Reader Michelle writes:
It's rather as though someone responded seriously to Swift's "Modest Proposal" by pointing out that eating boiled baby isn't really very good for you anyway. Not only is it obvious that this isn't your motivating objection, but you always run the risk of someone putting out a new study declaring boiled baby "Nature's Most Perfect Food."
In G. K. Chesterton's satirical novel The Flying Inn, there's a chapter mostly about a journalist who thinks in this fashion:In his early days he had had a great talent for one of the worst tricks of modern journalism, the trick of dismissing the important part of a question as if it could wait, and appearing to get to business on the unimportant part of it. Thus, he would say, "Whatever we may think of the rights and wrongs of the vivisection of pauper children, we shall all agree that it should only be done, in any event, by fully qualified practitioners."
I should say that I don't think you can never mix consequentialist and deontological arguments. But if you do so, you need to be clear that that is what you're doing: say, "I would be against torture no matter what, but . . . ", and you need a better argument than "I've heard dozens of people who agree with me say that torture never works!"
It may be that there is an ironclad argument against ever using extreme interrogation techniques because they're never as effective as some other method, but I haven't seen it. I've seen better effectiveness arguments against recent US policy . . . i.e., we used it ineffectively, too much. But that is not an argument for never waterboarding. It's an argument for making our waterboarding more effective (and don't think I don't see the dim little minds of trolls preparing to quote that out of context.)
The argument for not doing it at all has to rest on proving either that it's morally repugnant, or that there is no way to have an effective waterboarding policy, or that the costs exceed the benefits. Unfortunately, I seem to see too many opponents of current policy simply arguing that it never produces usable intelligence, so everyone else is a big fat moral cretin.

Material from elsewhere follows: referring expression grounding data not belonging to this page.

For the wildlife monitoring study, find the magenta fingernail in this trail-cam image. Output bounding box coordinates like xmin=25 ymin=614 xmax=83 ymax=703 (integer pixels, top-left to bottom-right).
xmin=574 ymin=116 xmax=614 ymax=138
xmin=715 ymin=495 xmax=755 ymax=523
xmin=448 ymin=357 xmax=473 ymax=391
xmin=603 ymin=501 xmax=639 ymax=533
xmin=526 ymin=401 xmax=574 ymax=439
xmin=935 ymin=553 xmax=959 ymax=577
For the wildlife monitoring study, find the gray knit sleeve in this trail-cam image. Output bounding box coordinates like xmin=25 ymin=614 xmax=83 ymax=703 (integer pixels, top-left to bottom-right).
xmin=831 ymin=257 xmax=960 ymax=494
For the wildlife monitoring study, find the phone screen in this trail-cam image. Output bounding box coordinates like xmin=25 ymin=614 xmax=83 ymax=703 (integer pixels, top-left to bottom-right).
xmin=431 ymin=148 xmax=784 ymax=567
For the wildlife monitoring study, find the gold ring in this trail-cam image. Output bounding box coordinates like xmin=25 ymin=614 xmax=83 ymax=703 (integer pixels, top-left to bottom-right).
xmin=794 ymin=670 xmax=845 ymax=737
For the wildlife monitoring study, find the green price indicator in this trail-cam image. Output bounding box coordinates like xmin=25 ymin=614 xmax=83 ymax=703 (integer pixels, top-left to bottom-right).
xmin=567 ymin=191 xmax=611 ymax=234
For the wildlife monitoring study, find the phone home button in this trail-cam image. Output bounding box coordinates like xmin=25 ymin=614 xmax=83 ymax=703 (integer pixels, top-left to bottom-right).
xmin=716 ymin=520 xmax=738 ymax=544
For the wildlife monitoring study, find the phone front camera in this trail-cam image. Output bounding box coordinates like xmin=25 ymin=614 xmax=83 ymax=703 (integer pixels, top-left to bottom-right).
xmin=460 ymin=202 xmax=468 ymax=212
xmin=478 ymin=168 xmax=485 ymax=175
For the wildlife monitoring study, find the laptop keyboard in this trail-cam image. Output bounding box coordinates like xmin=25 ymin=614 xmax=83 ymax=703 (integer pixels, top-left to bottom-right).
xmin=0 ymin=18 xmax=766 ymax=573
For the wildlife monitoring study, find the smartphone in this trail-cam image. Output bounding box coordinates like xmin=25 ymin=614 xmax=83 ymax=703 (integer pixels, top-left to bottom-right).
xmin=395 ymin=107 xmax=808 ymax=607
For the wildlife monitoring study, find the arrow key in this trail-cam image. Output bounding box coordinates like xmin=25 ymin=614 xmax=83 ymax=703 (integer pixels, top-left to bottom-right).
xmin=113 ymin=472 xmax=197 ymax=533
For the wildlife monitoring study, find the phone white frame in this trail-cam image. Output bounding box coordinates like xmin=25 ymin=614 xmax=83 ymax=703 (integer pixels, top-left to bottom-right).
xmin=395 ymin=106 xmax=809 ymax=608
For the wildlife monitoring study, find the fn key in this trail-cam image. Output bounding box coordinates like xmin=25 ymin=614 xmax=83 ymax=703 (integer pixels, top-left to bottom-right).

It feels slightly cheap, like supply-siders claiming there are absolutely no tradeoffs whatsoever to cutting taxes. The people who support waterboarding, and the Bush administration, perceive themselves to be wrestling with a genuine moral dilemma: how do you weigh the suffering of suspected terrorists against the suffering of innocent victims of terror? That's not an easy question, and if it were you who were trying to save, say, your child from a terrorist, your attitude about the utter impermissibility of torture might undergo a sea change.
That doesn't mean I agree we should waterboard--people will do lots of things for their children that should not be state policy. Only that some of the people I've heard saying they have to resort to these shaky arguments because their opponents are moral no-shows without a shred of decency seem to me to be awarding themselves vast moral credit for parroting, like a third-grader, the trivial truism that torture is bad. They find it easy to call their opponents immoral because they're ignoring a hard moral question. One that is, of course, easy to set aside if you seize on every piece of evidence suggesting that physical pressure is ineffective, and block out the people saying it's worked.
I'm against waterboarding. It's wrong. The state should not do this, for the same reason the state should not pull the wings off of flies. I've nearly suffocated from an asthma attack, and anyone who thinks it's not so bad is invited to come over to my house for some fun with a 3/4 full bathtub.
But I'm against it with the knowledge that this might, at least in some circumstance, result in some innocent person dying from lack of information. My defense is, first, that it is not okay to do purely morally repugnant things to save people--I wouldn't murder an innocent baby to save 1,000 people, either. And second, that a state which allows itself to do those things will do more harm to more people than any terrorist conceivably could.
As you can see, I do think there are ways to mix consequentialist arguments about the use of torture with the deontological argument about its morality. But I think it's easier to prove empirically that torture gets out of hand--as waterboarding clearly did, even though there's no evidence that the people administering it were specially bad, rogue agents--than that it never produces useful intelligence.
I haven't seen any particularly conclusive evidence either for or against the proposition that torture never generates useful intelligence (though as a practical matter, I can't see how it wouldn't work in some narrow situations where the information you're seeking is easily confirmable.) But also, as I've pointed out, we may well be very close to being able to make torture effective in many situations. If you can tell whether someone is lying by seeing which parts of their brain light up on a scan, then torture is an extraordinarily effective way to get information. Tell me what I want to know, or I will smash your fingers with this hammer. If you lie to me, I will know it, and smash your fingers harder. Some people will hold out, because they can resist pain, just as some people in the medieval era died rather than give their interrogators the satisfaction. But most people will break. If giving their interrogators good, useful information is the only way to make the pain stop, they will make. it. stop.
I don't want to live in a state that does that, for both moral and practical reasons. I think the greatest good for the greatest number lies in having a state that is forbidden to waterboard suspected (or known) terrorists. But I would feel just the same if those waterboardings were producing usable intelligence. And I don't know whether or not they are. So I'd like to keep my arguments to areas where I can make a really strong case.